Esme’s stunning beauty and, according to Khai, her “Playboy bunny” (39) looks, overwhelm him. He fights off “porn thoughts” (39) and fails to follow the “rules” he’d been taught.

Esme is flummoxed by Khai. “He was easily the strangest person she’d ever met…he liked his wasteland of a yard and said the oddest things.” (47)

But, unexpectedly, Esme finds relief in Khai’s awkwardness and odd habits. They reassure her that she is not the only outsider. She learns that Khai likes firm, not light, touches. He lets her cut his shaggy hair. Tenderly, she applies just the right pressure.

Khai learns that Esme has “a sense of fairness that resonated with his.” Determined to improve herself and please Khai, Esme takes evening English classes. To his surprise Khai misses her. “The house felt empty…He checked the time a lot as he waited for her to walk through the door.” (109) Attending a family wedding with Khai, Esme overhears women guests belittle him.

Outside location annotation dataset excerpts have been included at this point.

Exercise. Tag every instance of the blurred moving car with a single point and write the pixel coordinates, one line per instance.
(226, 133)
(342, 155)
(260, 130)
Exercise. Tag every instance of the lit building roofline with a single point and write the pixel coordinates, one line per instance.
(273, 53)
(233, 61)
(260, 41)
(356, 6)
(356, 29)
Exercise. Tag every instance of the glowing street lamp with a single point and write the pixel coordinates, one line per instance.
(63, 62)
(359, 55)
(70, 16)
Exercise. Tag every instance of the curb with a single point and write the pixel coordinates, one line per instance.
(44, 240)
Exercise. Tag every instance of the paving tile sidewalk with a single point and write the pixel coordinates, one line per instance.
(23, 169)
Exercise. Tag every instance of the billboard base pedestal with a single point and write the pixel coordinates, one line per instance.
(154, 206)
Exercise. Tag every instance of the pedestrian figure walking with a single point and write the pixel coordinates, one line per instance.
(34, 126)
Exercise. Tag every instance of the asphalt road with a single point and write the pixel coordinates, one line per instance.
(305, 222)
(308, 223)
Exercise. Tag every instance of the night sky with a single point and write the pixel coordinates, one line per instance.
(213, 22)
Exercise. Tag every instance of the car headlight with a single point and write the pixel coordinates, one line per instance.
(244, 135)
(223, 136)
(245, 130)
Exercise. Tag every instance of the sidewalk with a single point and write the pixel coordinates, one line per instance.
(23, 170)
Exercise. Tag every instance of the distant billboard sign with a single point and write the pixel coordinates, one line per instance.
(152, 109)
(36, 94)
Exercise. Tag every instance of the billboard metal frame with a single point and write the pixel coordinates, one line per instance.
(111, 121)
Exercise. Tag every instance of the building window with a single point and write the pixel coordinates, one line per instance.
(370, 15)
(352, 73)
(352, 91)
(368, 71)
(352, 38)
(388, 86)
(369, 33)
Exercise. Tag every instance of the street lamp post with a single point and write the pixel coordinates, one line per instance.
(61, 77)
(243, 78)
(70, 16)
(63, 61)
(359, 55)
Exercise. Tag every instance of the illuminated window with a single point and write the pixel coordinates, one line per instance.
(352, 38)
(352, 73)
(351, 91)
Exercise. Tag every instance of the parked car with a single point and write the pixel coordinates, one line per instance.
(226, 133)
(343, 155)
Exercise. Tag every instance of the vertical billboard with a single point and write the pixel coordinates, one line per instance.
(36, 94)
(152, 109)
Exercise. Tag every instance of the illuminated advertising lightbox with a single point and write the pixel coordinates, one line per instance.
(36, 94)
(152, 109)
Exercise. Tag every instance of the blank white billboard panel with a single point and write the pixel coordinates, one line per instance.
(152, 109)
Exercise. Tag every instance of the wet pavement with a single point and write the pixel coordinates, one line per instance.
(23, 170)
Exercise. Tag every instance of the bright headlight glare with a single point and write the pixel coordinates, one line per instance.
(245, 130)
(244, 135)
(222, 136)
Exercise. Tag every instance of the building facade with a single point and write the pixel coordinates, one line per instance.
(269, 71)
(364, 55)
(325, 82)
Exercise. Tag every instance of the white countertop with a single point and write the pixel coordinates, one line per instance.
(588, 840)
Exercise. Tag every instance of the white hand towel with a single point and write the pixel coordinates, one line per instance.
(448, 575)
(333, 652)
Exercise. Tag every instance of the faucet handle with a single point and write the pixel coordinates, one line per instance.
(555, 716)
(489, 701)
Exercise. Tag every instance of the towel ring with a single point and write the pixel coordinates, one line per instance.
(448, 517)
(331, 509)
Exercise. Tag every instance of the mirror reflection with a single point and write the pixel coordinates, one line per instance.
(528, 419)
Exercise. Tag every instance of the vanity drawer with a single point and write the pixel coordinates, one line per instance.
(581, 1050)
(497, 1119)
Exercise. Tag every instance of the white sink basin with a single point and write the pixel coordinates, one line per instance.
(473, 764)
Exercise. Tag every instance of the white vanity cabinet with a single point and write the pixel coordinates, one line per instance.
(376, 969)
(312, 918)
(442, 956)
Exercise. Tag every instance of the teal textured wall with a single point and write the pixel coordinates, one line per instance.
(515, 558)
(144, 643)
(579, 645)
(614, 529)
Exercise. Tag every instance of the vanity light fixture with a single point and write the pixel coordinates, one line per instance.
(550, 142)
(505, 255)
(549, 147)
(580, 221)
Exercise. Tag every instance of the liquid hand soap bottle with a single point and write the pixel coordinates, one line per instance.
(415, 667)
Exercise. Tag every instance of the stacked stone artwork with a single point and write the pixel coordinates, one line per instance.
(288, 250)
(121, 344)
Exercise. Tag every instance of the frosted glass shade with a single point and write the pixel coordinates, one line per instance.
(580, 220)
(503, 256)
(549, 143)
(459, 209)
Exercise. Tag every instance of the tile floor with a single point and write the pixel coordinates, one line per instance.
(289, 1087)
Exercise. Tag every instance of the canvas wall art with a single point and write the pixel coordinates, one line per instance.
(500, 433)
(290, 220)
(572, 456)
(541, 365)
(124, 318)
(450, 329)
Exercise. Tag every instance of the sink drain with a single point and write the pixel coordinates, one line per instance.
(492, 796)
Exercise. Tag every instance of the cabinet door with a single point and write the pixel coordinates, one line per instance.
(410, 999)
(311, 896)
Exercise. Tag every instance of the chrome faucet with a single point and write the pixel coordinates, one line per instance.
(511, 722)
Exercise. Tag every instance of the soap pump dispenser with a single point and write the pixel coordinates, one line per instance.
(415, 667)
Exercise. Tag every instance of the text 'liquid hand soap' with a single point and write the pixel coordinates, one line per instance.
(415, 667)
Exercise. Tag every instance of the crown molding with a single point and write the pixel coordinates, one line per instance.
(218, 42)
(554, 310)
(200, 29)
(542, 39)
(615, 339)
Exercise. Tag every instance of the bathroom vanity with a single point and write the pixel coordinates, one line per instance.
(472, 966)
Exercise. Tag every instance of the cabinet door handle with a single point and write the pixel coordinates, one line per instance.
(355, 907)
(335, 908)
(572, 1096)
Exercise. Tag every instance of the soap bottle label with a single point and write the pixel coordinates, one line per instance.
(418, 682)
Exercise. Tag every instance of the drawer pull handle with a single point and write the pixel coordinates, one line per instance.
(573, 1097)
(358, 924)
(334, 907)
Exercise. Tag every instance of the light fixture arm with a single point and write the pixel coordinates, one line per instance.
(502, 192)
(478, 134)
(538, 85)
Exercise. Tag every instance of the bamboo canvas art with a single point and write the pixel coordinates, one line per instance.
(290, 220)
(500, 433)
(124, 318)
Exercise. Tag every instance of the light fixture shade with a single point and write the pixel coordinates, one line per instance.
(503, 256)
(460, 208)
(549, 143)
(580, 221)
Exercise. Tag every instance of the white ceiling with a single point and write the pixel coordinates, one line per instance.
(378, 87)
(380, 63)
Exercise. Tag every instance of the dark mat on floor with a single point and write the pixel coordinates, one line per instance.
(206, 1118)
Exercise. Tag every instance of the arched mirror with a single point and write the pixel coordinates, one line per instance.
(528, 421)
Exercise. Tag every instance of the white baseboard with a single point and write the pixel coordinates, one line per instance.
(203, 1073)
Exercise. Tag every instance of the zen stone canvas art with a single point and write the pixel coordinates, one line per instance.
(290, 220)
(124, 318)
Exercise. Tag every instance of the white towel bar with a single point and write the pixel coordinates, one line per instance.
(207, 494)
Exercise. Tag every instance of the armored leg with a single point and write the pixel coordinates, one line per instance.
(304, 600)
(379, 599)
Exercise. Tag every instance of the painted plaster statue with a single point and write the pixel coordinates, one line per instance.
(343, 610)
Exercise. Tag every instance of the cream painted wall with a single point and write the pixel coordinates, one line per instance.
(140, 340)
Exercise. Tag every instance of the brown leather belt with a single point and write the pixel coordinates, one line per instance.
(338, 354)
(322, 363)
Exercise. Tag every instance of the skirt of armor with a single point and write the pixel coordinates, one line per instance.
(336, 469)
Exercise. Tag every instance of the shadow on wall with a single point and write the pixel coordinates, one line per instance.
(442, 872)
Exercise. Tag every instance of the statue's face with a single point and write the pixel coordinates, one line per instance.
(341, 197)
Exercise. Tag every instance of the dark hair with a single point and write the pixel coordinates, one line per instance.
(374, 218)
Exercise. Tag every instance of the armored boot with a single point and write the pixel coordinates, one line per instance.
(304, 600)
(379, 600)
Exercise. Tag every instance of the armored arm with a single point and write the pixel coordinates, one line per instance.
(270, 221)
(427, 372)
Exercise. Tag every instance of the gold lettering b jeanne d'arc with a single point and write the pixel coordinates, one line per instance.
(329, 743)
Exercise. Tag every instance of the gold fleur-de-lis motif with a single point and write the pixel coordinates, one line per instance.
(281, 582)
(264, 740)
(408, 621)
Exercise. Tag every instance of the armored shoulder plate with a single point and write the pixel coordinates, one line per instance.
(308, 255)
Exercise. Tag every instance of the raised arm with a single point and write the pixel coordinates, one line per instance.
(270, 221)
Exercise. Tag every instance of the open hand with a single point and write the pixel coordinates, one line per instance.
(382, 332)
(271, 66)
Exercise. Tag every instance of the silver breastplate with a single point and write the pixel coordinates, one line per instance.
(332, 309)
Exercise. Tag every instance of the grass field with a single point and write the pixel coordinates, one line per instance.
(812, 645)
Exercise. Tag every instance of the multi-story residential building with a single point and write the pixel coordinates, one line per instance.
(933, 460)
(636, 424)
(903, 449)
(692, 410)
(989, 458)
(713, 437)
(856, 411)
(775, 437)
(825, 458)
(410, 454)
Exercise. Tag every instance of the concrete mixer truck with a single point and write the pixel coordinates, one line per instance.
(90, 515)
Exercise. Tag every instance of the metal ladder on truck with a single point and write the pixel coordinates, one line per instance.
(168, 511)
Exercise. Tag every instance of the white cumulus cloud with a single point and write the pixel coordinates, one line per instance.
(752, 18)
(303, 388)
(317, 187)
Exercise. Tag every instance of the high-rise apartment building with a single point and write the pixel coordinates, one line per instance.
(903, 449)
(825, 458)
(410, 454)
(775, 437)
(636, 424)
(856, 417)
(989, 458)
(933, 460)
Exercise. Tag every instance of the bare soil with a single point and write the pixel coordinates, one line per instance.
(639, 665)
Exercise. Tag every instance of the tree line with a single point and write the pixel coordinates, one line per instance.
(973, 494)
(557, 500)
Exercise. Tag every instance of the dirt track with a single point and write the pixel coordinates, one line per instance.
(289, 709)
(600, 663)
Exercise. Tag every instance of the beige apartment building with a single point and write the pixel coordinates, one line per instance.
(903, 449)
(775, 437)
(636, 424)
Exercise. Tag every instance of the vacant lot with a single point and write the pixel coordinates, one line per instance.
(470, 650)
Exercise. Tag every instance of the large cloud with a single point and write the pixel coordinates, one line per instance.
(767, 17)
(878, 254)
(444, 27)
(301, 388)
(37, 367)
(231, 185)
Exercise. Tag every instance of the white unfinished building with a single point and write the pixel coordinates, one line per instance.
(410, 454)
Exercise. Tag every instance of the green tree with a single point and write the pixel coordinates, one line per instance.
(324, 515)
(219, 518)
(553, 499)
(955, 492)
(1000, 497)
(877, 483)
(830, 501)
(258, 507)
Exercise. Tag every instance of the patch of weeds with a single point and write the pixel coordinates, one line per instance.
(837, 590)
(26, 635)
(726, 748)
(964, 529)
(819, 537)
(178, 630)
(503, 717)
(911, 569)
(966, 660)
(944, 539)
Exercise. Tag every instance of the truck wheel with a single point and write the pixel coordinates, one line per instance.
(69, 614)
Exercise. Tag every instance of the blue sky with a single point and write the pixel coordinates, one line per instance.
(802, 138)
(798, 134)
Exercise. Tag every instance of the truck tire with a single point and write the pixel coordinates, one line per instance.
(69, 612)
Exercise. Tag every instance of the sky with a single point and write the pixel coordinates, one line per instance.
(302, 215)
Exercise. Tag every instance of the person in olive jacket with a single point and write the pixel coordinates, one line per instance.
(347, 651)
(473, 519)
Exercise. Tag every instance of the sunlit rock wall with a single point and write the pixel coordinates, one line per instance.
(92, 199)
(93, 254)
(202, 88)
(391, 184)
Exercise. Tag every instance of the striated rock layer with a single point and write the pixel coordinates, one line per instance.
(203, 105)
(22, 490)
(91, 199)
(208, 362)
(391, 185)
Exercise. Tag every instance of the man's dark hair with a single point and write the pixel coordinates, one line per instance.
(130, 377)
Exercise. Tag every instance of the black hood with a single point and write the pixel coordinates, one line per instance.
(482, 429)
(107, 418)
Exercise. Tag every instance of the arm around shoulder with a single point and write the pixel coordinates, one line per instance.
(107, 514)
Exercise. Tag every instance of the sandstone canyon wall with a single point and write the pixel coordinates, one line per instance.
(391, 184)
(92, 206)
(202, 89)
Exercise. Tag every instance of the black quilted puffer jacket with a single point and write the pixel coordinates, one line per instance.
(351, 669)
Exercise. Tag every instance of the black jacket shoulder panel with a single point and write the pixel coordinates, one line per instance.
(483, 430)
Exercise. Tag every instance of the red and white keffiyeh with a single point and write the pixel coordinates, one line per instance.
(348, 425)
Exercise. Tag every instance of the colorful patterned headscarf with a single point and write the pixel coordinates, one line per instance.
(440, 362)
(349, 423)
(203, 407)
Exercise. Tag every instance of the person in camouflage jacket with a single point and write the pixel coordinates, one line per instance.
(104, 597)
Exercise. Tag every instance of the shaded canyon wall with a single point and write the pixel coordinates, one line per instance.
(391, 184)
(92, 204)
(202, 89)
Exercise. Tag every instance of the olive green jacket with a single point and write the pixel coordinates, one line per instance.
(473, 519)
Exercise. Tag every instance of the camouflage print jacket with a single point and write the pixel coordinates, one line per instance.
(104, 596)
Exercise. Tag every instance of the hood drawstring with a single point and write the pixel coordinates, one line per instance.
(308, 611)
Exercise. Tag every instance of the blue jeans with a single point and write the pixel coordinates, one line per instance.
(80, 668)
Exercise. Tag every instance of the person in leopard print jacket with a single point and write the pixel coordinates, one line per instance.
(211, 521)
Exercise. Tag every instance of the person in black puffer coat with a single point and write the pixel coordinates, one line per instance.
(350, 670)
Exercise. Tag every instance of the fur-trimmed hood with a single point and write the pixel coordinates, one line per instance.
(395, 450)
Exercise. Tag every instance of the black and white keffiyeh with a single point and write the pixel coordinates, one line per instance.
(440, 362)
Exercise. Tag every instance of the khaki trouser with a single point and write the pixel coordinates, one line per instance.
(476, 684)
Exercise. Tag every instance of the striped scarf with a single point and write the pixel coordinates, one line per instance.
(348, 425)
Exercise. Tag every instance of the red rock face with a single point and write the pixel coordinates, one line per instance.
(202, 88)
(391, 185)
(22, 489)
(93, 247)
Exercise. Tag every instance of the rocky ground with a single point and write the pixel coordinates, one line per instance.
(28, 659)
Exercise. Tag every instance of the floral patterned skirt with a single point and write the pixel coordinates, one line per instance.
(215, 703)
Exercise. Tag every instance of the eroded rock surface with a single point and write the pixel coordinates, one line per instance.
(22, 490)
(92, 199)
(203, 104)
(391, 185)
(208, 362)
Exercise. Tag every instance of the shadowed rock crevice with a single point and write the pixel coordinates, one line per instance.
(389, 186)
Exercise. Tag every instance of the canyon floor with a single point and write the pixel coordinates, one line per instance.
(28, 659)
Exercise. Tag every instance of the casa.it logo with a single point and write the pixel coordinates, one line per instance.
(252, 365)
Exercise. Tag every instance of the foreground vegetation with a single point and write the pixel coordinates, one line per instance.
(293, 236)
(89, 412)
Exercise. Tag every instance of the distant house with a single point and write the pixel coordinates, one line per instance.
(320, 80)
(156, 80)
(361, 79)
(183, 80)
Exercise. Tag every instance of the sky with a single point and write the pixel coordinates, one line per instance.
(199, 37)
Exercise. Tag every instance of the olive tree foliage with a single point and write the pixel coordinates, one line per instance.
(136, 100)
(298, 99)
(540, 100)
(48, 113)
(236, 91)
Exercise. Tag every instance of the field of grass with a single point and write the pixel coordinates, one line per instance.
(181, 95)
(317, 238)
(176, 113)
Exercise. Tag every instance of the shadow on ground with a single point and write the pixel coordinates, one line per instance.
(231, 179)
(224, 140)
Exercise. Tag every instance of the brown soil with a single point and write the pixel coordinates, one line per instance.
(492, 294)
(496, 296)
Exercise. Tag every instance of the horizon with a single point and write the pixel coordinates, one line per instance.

Infuriated and protective, she strikes out: “You don’t get to look down on anyone.” (151) That’s the author’s voice. She entreats us to see how we can crumble up unfamiliar people into little specks to be flicked away.

At its heart, this story is about two marginalized people who crave acceptance and love, but believe they are undeserving. Over time, tender feelings grow. We root for their romance to succeed. Esme and Khai show us that all people can love and be loved.